Pour tisser cette intrigue diablement efficace, l’écrivain espagnol invente une codification de la psyché humaine axée sur le désir, qui elle-même s’appuie sur les pièces de big Will (le dramaturge avait manifestement tout compris). C’est nerveux, intelligent, troublant, jamais confus, et donc très plaisant. Et puisque je réfléchis dernièrement sur la question du Désir, voilà qui donne de l’eau au moulin et suscite, de surcroît, l’envie toujours bienvenue de retrouver le monde shakespearien.

Soit au final, deux Anglo-saxonnes, un Espagnol, Foucault et Shakespeare : d’excellentes fréquentations pour parer de belles idées ce novembre monotone, et se tenir loin, bien loin des longs sanglots et autres langueurs de saison.

- Joyce Carol Oates, J’ai réussi à rester en vie, traduit de l’américain par Claude Seban, Ed. Philippe Rey, 480 p., 24 € ; chez le même éditeur, le Journal (1973 – 1982). Son œuvre est également publiée en France par les éditions Stock (Les chutes, Blonde…).
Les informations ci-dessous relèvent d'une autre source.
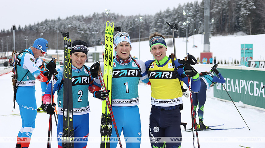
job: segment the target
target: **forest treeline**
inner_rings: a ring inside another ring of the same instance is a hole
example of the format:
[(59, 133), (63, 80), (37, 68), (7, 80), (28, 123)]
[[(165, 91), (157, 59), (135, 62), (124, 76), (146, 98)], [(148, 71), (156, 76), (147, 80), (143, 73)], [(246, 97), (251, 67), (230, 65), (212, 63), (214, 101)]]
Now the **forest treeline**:
[[(177, 5), (177, 4), (176, 4)], [(210, 1), (210, 27), (212, 35), (227, 35), (242, 31), (247, 34), (265, 33), (265, 0), (211, 0)], [(120, 26), (122, 31), (128, 33), (131, 38), (148, 37), (157, 31), (163, 35), (172, 35), (172, 31), (166, 22), (177, 24), (178, 30), (174, 32), (175, 37), (188, 36), (203, 33), (204, 1), (178, 4), (173, 9), (168, 8), (154, 15), (125, 16), (122, 14), (104, 12), (94, 13), (87, 16), (73, 16), (65, 19), (46, 19), (41, 22), (23, 27), (16, 26), (16, 50), (25, 49), (32, 45), (40, 37), (46, 39), (50, 49), (62, 49), (63, 38), (57, 31), (68, 32), (72, 41), (82, 40), (89, 46), (104, 43), (106, 21), (115, 23), (115, 26)], [(186, 14), (183, 15), (185, 12)], [(141, 20), (139, 17), (141, 16)], [(186, 24), (184, 22), (188, 23)], [(0, 50), (12, 51), (13, 46), (13, 30), (1, 30)], [(2, 38), (1, 38), (2, 37)]]

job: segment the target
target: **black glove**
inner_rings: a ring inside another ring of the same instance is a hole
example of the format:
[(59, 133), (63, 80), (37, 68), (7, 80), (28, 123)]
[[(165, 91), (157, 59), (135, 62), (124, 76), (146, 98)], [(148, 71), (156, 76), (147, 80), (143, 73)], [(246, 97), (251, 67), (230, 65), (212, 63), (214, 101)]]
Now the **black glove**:
[(179, 59), (178, 60), (178, 61), (179, 64), (187, 64), (193, 65), (195, 65), (197, 64), (197, 61), (196, 58), (191, 55), (190, 55), (189, 54), (187, 54), (187, 57), (185, 57), (184, 59), (182, 60)]
[(56, 70), (56, 65), (53, 61), (51, 61), (46, 65), (46, 69), (50, 72), (53, 75), (58, 74), (58, 72)]
[(39, 68), (41, 69), (43, 68), (44, 67), (44, 64), (43, 63), (42, 64), (40, 65), (40, 67)]
[(183, 69), (184, 71), (184, 74), (188, 76), (193, 77), (198, 73), (198, 72), (195, 69), (191, 66), (185, 64)]
[(100, 66), (100, 65), (99, 63), (96, 62), (90, 67), (89, 71), (90, 71), (92, 77), (93, 78), (96, 78), (97, 76), (97, 72), (98, 71)]
[(48, 79), (48, 81), (46, 81), (46, 82), (48, 82), (50, 81), (51, 79), (51, 73), (47, 71), (43, 71), (43, 75), (46, 76), (47, 78), (47, 79)]
[(108, 96), (108, 93), (110, 91), (107, 90), (107, 91), (103, 91), (103, 90), (101, 90), (94, 92), (94, 96), (95, 98), (97, 98), (102, 100), (106, 100), (106, 98)]
[(217, 70), (217, 69), (214, 69), (214, 72), (215, 72), (215, 73), (217, 75), (218, 75), (218, 74), (219, 73), (219, 72)]
[(46, 112), (49, 115), (53, 115), (54, 114), (54, 107), (56, 104), (55, 103), (53, 103), (52, 104), (46, 104), (44, 105), (44, 108), (46, 111)]

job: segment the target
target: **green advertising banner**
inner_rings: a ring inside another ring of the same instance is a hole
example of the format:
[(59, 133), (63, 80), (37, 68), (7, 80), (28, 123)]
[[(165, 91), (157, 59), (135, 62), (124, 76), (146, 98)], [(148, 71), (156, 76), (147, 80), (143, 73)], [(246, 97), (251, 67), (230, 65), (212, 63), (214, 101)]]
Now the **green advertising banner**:
[[(234, 102), (265, 108), (265, 94), (262, 89), (265, 85), (264, 71), (218, 68), (225, 79), (223, 84)], [(221, 84), (214, 86), (215, 97), (231, 99)]]
[(249, 65), (249, 60), (252, 60), (253, 57), (253, 44), (241, 44), (241, 65), (247, 66)]

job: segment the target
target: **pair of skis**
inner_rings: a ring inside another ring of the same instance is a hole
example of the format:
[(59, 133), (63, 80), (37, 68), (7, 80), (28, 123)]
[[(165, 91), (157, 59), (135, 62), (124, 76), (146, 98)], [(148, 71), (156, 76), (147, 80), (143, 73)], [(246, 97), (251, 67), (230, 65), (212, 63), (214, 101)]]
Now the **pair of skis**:
[[(102, 86), (102, 89), (104, 91), (107, 90), (110, 91), (110, 95), (102, 102), (102, 114), (100, 125), (100, 134), (101, 136), (101, 148), (108, 148), (110, 146), (110, 136), (112, 129), (112, 121), (113, 122), (113, 125), (119, 140), (120, 146), (121, 148), (122, 147), (111, 107), (114, 28), (114, 23), (111, 23), (109, 21), (107, 22), (106, 23), (104, 55), (104, 75), (102, 75), (100, 66), (99, 70), (98, 72), (98, 77)], [(106, 82), (106, 83), (104, 82)]]
[(58, 30), (64, 37), (63, 105), (62, 144), (63, 148), (73, 148), (74, 145), (72, 90), (72, 61), (70, 58), (71, 40), (69, 32)]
- Patricia Duncker, La folie Foucault, traduit de l’anglais par Céline Schwaller, Ed. de poche Arcanes/Joëlle Losfeld, 225 p., 10 €.

- José Carlos Somoza, L’appât, traduit de l’espagnol par Marianne Millon, Ed. Actes Sud, 416 p., 23 €.

Ps. Parlant bonnes fréquentations, je saisis l’occasion de remercier encore, toujours, mes incroyables amis, qui comme la littérature, me sont indispensables.